Menurut Newmark (1988:95): penerjemahan yang menyangkut gejala kebudayaan dapat dikategorikan berdasarkan hal-hal berikut ini:

a. Ekologi misalnya: ‘causse’ yang berarti dataran tinggi batu kapur di selatan Prancis.

b. Benda-benda budaya:

- Makanan : ‘kolak’, ‘rendang’, ‘blanquette’ (makanan

khas Prancis sejenis makanan daging yang sangat populer), ‘fois gras’ (hati angsa) dsb.

- Pakaian : ‘gerita’, ‘blangkon’ ‘saroel’ (celana khas Prancis)…

- Transportasi : ‘rakit’, ‘getek’, ‘sado’, dan ‘becak’

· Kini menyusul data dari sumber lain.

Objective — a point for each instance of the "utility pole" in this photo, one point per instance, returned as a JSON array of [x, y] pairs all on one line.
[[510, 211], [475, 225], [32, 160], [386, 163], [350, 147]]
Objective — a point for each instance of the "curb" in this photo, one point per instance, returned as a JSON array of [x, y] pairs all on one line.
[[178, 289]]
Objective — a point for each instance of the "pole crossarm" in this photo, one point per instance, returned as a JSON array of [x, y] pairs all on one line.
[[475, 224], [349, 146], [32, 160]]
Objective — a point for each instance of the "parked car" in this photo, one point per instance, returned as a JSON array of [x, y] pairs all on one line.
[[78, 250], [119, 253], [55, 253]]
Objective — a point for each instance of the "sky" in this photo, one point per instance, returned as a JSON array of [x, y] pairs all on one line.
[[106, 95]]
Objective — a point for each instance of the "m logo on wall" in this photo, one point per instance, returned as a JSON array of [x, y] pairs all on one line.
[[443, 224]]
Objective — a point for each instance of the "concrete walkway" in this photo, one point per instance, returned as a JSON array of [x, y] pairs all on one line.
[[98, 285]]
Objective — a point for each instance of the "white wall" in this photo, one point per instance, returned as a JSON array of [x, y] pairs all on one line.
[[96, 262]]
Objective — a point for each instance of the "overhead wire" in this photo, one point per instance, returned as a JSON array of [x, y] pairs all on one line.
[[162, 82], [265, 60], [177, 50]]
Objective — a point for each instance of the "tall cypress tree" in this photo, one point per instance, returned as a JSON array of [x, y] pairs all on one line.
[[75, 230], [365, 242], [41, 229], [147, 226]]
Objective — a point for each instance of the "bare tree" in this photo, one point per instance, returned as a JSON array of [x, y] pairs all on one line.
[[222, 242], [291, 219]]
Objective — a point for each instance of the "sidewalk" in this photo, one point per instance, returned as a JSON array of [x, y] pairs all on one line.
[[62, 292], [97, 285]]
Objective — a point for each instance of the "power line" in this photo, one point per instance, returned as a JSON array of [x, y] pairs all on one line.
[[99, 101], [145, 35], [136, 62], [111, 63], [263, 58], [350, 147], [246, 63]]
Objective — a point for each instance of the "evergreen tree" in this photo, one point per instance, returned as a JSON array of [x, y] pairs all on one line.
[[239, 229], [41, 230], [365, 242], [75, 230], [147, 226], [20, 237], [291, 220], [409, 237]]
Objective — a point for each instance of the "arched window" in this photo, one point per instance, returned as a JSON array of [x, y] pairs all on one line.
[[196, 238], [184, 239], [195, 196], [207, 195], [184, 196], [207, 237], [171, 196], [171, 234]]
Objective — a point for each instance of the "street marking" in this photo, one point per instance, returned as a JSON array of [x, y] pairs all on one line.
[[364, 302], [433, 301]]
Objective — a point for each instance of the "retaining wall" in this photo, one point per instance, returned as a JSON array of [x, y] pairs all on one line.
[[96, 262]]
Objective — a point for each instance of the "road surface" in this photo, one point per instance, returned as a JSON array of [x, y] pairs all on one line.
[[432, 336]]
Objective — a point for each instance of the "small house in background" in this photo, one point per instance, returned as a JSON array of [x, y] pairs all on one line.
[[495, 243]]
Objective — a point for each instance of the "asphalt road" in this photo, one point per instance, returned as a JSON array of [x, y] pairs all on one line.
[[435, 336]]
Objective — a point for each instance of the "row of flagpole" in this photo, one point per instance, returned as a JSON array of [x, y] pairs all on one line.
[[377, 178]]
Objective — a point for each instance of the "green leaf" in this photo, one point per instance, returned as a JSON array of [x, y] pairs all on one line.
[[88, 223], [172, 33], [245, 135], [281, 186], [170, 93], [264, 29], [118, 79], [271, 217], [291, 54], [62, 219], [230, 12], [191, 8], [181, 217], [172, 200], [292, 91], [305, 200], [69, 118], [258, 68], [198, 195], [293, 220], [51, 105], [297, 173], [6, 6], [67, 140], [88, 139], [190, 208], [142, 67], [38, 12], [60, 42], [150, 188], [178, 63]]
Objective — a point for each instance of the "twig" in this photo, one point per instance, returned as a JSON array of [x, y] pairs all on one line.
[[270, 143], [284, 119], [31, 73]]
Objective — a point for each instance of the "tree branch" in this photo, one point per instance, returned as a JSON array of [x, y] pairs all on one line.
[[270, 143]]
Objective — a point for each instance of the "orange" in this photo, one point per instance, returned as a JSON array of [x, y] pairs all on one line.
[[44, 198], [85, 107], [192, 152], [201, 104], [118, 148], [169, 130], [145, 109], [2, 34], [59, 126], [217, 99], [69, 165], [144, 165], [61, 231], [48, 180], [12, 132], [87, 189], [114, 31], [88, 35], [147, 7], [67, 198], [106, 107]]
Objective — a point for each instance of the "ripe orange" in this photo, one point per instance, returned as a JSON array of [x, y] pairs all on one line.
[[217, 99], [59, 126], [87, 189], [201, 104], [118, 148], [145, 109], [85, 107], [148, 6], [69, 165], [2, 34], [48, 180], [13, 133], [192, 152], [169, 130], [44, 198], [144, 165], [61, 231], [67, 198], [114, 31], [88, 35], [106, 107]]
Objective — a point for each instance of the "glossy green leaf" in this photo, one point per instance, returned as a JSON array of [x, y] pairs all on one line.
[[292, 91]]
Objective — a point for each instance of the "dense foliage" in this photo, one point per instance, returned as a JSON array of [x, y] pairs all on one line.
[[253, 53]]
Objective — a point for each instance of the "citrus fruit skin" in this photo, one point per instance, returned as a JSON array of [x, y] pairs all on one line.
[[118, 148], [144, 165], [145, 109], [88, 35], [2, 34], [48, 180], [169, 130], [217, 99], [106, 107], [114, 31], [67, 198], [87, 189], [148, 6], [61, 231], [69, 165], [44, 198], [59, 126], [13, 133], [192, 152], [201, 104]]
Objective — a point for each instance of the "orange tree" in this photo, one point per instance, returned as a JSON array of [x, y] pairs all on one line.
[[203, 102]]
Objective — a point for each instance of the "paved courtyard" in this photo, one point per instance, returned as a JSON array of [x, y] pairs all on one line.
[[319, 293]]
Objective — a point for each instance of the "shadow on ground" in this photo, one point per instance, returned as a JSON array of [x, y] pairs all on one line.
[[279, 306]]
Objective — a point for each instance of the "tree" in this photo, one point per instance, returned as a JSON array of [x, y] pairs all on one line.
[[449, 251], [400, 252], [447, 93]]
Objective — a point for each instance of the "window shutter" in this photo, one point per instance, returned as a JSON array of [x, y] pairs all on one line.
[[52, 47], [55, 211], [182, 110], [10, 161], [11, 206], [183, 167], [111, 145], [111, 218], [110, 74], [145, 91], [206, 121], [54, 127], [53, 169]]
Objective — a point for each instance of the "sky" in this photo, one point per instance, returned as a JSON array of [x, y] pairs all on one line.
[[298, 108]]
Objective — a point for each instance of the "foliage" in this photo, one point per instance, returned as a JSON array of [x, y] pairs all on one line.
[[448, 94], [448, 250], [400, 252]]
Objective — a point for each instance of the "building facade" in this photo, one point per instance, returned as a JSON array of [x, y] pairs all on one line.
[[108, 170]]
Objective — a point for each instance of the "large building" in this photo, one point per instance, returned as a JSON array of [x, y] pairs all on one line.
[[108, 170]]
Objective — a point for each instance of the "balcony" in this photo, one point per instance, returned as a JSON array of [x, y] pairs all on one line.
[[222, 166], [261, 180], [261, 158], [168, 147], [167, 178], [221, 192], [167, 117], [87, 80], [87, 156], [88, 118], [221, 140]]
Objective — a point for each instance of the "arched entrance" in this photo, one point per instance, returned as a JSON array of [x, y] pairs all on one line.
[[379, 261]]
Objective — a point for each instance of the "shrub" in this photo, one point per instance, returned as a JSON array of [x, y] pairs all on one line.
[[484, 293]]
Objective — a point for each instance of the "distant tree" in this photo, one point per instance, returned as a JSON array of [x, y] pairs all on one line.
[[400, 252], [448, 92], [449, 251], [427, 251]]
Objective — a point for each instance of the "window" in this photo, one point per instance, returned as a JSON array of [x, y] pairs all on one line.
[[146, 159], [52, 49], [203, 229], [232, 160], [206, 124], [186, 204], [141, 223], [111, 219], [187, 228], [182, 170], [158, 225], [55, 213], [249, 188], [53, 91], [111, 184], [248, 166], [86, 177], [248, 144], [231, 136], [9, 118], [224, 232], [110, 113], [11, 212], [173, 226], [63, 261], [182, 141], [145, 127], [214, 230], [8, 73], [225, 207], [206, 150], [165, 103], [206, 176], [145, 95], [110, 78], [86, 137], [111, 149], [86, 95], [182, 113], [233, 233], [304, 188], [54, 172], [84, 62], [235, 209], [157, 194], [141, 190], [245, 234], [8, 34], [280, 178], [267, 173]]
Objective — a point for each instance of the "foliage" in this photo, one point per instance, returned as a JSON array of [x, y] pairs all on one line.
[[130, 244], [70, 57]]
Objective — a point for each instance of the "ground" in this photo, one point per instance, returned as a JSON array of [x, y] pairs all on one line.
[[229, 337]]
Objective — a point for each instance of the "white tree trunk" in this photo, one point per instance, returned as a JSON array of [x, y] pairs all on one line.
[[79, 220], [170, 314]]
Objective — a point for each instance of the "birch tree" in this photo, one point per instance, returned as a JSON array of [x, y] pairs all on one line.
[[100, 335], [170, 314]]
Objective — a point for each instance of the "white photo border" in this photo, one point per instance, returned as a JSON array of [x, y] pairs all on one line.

c. Sosial budaya : Mémé (nenek), opung boru, ‘meresek’,

intox’ (April mop), dsb.

Lebih lanjut akan diberikan contoh ilustrasi berikut ini. Misalnya, untuk mengatakan “topi, pada masyarakat Eropa khususnya memiliki beberapa kata untuk menyebutkan jenis-jenis “topi”. Prancis yang merupakan salah satu negara di benua Eropa yang mengenal 4 musim. Pada umumnya di setiap musim tersebut terdapat perbedaan cuaca yang sangat ekstrim, sehingga, untuk mengatakan topi saja dikenal beberapa istilah yakni: “une toque”, “un bonnet”, un “chapeau”, “une casquette”. Keempat jenis topi ini digunakan dalam suasana yang berbeda. Contoh lain yaitu, untuk mengatakan baju hangat, dalam bahasa Prancis baju hangat diucapkan dengan beberapa istilah, misalnya: “un pull", "un blouson”, "un impermeable", dan "un anorak", dan yang lebih kompleksnya lagi, untuk “un pull” masih dapat dibagi ke dalam beberapa jenis yaitu "un pull over en V", "un pull ras du coup", et "un pull col rolé". Perbedaan jenis pakaian yang hanya dipadankan dengan satu kata dalam bahasa Indonesia ini, dikarenakan perbedaan musim antara Indonesia dan Prancis. "Un bonnet" atau "un toque", serta "un anorak" dan "un pull" biasanya hanya dikenakan pada musim dingin (salju). Sementara dalam budaya Indonesia tidak terdapat musim salju sehingga untuk

mengatakan “une toque”, “un bonnet”, “un chapeau”, “une casquette”, cukup

dengan satu kata saja yaitu topi, dan begitu juga dengan baju hangat tadi. Jika diambil contoh kekayaan budaya Indonesia dapat diperoleh juga contoh yang

sama yakni misalnya untuk mengatakan kata "saya" dapat diungkapkan dengan "aku", "hamba", dan "daku" sementara dalam bahasa Prancis kata tersebut hanya dinyatakan dengan satu kata yaitu "Je". Hal ini disebabkan oleh keberadaan bahasa daerah yang memang cukup variatif dan kaya di Indonesia namun dalam bahasa Prancis tidak demikian adanya (Gregoire:1998).